A sentença n.º 33857, de 26 de maio de 2023, proferida pelo Tribunal de Cassação, oferece uma interpretação importante sobre os prazos de validação da prisão facultativa, com particular referência à identificação do suspeito de um crime. Este aspeto é crucial, especialmente no contexto de crimes que exigem queixa, onde os prazos podem influenciar significativamente o curso das investigações.
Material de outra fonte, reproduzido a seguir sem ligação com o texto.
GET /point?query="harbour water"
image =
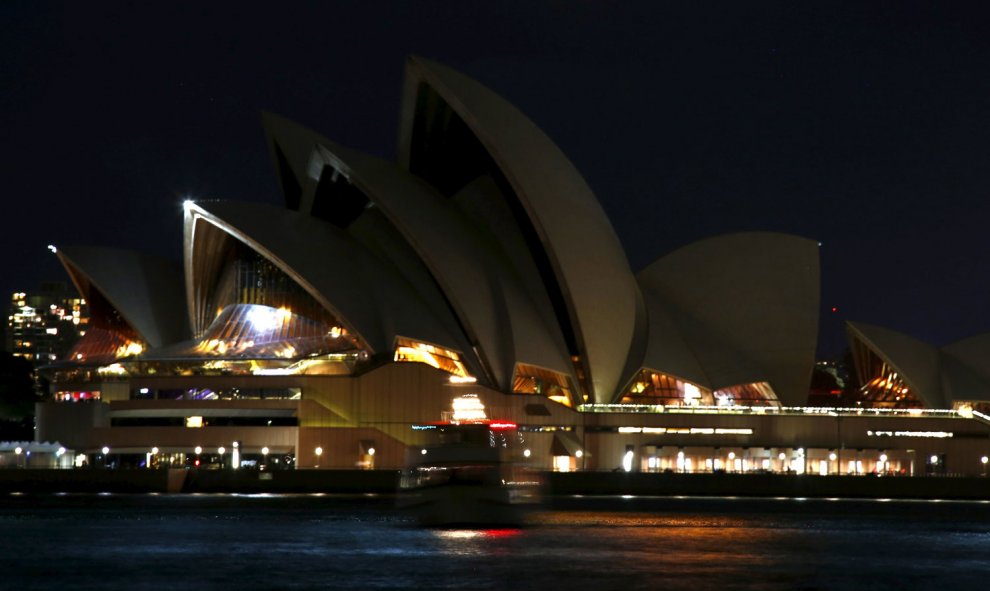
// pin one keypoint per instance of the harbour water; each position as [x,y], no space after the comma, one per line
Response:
[326,542]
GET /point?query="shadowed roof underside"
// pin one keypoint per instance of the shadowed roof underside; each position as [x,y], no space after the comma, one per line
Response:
[590,273]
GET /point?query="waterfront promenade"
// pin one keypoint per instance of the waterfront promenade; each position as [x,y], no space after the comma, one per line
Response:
[557,484]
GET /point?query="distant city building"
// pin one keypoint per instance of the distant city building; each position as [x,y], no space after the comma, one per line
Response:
[42,326]
[333,332]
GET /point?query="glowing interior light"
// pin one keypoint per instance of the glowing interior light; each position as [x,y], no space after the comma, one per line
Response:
[129,349]
[463,379]
[468,408]
[262,318]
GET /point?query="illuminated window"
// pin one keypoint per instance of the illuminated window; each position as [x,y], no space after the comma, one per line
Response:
[754,394]
[652,387]
[410,351]
[882,386]
[529,379]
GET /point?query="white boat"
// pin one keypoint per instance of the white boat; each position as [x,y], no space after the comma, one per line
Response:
[472,476]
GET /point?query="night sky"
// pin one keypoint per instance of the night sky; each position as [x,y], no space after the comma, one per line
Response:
[865,126]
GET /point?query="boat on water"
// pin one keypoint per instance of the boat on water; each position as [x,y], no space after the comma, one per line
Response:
[472,474]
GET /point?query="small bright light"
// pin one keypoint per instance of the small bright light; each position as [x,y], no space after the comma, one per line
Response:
[627,461]
[468,408]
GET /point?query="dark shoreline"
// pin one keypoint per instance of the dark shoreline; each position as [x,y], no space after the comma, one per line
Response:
[608,484]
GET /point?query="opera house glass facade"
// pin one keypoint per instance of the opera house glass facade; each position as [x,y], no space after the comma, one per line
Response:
[322,332]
O contexto jurídico da sentença

Com base na legislação italiana, a prisão facultativa pode ser ordenada em determinadas circunstâncias, e a sua validação deve ocorrer dentro de um prazo estabelecido. A questão central da sentença diz respeito à contagem do tempo necessário para a identificação do suspeito no cálculo deste prazo. O Tribunal decidiu que, no que diz respeito a crimes que exigem queixa, o tempo despendido na identificação não deve ser contabilizado nos prazos para a validação da prisão.

  • Legislação de referência: Artigo 349, parágrafos 4 e 5 do Código de Processo Penal.
  • Princípios relativos à prisão facultativa: Artigo 381, parágrafo 3 do Código de Processo Penal.
  • Implicações para crimes que exigem queixa: Artigo 120 do Código Penal.
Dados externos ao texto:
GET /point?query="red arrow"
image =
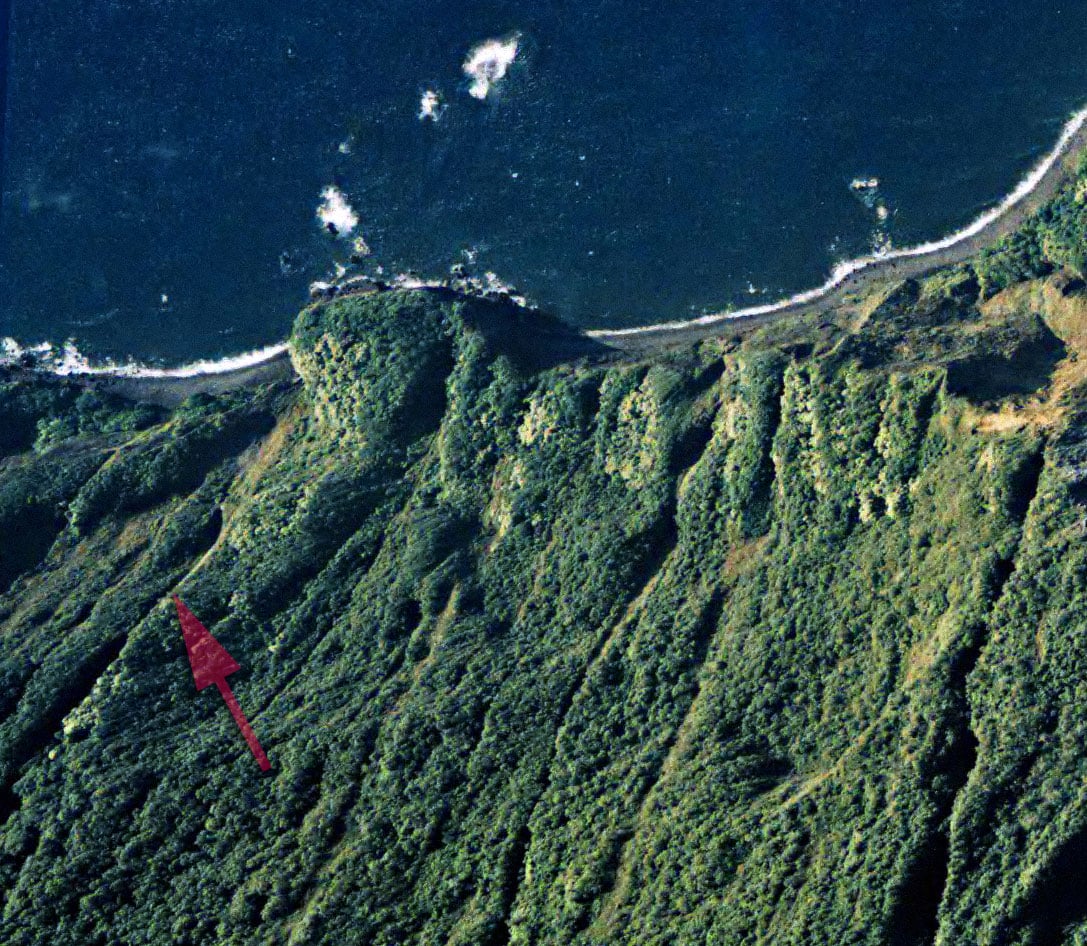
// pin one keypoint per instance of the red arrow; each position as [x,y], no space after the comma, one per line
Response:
[211,663]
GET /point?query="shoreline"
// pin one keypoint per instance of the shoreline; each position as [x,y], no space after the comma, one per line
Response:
[1038,186]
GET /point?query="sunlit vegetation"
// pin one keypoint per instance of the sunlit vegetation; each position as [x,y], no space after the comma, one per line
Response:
[773,639]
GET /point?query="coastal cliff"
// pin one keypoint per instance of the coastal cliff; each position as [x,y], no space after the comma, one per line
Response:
[776,637]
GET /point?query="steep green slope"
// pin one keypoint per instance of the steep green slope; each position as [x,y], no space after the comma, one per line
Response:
[779,638]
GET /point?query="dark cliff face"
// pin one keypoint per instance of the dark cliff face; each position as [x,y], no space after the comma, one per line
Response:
[775,639]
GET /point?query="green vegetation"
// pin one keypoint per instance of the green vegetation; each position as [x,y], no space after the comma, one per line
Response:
[774,639]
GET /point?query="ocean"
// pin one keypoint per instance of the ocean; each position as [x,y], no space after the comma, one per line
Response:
[177,173]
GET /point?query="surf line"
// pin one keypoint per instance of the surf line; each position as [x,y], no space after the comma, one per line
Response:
[849,268]
[72,362]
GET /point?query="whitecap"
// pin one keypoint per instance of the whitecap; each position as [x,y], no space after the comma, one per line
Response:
[849,268]
[67,360]
[488,62]
[430,106]
[335,213]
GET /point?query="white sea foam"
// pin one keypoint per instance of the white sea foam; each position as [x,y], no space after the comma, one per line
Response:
[336,211]
[849,268]
[430,106]
[488,62]
[67,360]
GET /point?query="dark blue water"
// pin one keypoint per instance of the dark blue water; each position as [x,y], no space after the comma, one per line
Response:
[638,162]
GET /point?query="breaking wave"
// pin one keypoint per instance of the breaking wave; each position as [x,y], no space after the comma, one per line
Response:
[849,268]
[67,360]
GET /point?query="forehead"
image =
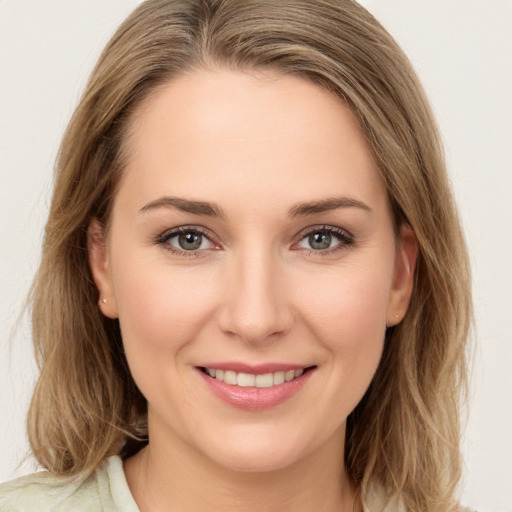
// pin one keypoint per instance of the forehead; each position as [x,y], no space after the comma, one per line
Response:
[217,132]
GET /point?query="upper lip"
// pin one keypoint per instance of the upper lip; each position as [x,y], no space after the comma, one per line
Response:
[255,369]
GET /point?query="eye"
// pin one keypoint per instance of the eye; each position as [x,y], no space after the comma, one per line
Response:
[325,239]
[186,239]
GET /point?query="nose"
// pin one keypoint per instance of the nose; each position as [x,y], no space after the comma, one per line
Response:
[255,308]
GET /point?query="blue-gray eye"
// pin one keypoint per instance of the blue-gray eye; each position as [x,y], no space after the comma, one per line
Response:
[187,240]
[190,241]
[320,240]
[326,239]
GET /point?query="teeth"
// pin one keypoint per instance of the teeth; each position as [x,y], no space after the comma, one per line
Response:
[265,380]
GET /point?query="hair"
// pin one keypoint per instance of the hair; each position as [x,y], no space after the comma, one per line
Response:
[404,434]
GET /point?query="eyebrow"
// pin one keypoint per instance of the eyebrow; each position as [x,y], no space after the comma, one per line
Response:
[325,205]
[297,210]
[185,205]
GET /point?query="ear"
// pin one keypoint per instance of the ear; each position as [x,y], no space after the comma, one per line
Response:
[100,270]
[403,279]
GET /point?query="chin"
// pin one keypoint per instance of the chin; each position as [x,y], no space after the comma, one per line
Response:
[258,453]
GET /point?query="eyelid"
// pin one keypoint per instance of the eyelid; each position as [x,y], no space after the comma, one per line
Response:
[345,238]
[166,235]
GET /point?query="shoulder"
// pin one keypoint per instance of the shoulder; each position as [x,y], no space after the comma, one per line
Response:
[105,491]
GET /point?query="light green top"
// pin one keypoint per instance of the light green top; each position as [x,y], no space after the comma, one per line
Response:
[106,491]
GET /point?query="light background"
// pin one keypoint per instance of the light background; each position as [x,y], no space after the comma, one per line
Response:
[462,50]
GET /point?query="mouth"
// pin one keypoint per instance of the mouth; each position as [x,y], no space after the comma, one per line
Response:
[251,380]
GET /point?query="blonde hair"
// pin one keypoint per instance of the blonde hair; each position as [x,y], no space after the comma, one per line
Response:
[404,434]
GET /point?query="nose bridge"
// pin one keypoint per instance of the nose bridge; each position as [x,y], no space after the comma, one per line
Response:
[256,306]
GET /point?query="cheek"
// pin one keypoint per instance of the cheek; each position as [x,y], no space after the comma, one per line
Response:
[160,307]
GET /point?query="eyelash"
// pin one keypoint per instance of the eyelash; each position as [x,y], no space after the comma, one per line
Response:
[344,237]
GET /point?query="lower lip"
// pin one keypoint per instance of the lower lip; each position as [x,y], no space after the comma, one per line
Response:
[253,398]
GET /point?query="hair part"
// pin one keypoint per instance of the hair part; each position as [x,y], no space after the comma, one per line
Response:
[404,435]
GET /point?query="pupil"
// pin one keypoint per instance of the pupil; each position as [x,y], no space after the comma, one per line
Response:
[320,240]
[190,241]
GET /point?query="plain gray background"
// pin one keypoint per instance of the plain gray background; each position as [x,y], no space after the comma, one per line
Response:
[462,50]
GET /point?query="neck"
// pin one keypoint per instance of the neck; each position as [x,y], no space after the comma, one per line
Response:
[173,476]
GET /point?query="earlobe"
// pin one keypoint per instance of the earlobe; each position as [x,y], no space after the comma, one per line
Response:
[403,279]
[100,270]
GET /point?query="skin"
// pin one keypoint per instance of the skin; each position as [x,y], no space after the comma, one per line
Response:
[256,291]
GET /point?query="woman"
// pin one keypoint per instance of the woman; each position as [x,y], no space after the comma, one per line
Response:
[254,289]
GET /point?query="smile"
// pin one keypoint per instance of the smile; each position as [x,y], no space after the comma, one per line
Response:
[265,380]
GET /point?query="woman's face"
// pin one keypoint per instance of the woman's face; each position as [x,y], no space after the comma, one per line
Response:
[251,235]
Análise da ementa da sentença

Prazo para a validação da prisão facultativa - Contagem do tempo necessário para a identificação do suspeito de um crime - Exclusão - Crimes que exigem queixa - Prazo para a apresentação - Identificação. Em matéria de prisão facultativa, o tempo necessário para a identificação, nos casos e formas previstos pelo art. 349, parágrafos 4 e 5 do Código de Processo Penal, não pode ser computado nos prazos prescritos para a validação da prisão. Assim, se se tratar de crime que exige queixa, é suficiente que esta seja apresentada após o acompanhamento e detenção para identificação, mas antes da prisão.
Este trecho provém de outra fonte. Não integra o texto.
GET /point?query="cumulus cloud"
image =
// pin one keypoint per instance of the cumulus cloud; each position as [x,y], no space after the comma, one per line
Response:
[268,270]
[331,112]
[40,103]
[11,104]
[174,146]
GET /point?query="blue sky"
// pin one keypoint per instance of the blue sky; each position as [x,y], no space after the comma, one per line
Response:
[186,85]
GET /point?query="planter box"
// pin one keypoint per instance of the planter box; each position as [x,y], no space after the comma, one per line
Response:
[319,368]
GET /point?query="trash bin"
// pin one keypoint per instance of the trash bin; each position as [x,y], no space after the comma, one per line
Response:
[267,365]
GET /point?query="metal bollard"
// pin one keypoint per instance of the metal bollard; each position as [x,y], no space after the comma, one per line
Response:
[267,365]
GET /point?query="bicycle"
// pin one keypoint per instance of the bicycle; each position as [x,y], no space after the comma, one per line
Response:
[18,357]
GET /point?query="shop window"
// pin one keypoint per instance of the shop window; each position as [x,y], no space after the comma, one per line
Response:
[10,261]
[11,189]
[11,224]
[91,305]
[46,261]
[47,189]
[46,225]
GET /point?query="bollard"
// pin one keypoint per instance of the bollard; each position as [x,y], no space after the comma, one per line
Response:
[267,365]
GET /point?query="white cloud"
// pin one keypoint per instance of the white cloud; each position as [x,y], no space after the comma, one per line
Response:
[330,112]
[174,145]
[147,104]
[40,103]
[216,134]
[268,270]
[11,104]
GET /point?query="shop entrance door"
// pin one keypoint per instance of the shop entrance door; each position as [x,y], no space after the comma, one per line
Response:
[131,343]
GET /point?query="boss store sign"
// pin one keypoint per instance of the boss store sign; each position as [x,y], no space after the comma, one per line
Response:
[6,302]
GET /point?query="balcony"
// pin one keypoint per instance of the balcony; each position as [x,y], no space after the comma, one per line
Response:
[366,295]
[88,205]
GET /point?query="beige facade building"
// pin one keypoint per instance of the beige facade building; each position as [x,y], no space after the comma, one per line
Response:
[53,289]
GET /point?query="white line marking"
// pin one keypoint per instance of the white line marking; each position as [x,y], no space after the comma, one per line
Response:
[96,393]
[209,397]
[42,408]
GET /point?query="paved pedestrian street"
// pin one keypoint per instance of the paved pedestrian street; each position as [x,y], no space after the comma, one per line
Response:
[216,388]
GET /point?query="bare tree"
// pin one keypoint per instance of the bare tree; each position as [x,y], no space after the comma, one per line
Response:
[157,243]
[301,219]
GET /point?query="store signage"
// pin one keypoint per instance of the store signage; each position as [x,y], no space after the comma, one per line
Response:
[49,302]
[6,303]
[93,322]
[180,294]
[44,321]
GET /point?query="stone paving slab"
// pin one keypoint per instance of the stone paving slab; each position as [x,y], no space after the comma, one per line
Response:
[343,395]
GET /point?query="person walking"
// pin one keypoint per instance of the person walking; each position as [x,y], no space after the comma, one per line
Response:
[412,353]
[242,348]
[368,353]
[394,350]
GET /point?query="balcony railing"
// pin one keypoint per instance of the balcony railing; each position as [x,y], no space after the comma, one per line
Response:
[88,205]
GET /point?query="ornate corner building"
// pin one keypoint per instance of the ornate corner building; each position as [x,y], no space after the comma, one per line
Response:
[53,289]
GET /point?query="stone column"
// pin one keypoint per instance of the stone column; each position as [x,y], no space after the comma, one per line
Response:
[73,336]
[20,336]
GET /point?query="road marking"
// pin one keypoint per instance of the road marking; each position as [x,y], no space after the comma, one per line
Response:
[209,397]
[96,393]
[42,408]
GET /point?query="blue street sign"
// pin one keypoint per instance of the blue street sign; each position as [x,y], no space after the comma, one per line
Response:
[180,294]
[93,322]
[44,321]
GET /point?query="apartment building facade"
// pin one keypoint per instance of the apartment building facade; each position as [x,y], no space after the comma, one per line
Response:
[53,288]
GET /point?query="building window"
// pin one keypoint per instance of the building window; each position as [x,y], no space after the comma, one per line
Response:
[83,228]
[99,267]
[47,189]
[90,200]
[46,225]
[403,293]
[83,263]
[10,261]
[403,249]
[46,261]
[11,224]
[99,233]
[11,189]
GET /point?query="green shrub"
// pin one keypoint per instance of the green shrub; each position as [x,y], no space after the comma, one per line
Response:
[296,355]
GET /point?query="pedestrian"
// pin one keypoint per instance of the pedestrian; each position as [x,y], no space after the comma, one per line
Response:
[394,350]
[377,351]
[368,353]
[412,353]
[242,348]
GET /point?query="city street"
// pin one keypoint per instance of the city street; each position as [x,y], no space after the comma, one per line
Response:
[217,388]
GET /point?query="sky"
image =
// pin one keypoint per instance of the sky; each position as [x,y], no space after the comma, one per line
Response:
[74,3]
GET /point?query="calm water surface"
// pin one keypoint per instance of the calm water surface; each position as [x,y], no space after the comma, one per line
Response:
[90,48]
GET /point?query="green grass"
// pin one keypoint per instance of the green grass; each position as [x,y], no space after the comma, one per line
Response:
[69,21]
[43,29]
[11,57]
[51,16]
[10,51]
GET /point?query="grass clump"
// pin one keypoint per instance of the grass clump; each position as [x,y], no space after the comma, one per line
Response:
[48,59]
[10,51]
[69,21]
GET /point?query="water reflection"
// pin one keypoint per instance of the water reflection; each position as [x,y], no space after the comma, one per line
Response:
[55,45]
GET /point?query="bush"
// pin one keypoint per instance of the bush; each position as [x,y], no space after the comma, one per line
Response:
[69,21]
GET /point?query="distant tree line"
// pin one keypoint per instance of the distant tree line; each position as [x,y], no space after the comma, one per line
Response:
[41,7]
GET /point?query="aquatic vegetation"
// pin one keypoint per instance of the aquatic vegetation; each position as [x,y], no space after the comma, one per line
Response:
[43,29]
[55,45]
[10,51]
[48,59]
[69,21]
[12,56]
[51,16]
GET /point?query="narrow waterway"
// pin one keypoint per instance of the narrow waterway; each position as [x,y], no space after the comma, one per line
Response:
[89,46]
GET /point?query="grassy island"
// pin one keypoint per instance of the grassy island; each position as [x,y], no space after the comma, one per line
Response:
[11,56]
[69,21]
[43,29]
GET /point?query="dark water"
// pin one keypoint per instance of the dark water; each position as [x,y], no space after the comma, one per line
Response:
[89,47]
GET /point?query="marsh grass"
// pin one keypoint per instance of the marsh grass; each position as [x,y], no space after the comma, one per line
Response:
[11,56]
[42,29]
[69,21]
Esta ementa evidencia claramente que, no caso de prisão facultativa, o tempo necessário para identificar o suspeito não deve ser considerado no cálculo dos prazos para a validação. Este aspeto é particularmente significativo em situações em que a queixa é apresentada após o acompanhamento e detenção do suspeito, mas antes da prisão. Consequentemente, estabelece-se um princípio fundamental para garantir o respeito pelos direitos do indivíduo e a correta aplicação da lei.

Conclusões

Em conclusão, a sentença n.º 33857 de 2023 representa um importante passo em frente na definição dos direitos e procedimentos relacionados com a prisão facultativa. O Tribunal de Cassação, com a sua decisão, esclareceu que o tempo necessário para a identificação não deve influenciar os prazos de validação, garantindo assim maior certeza jurídica e proteção dos direitos dos arguidos. Esta medida contribui para uma aplicação mais equitativa e justa da lei, reforçando a tutela dos direitos fundamentais no contexto penal.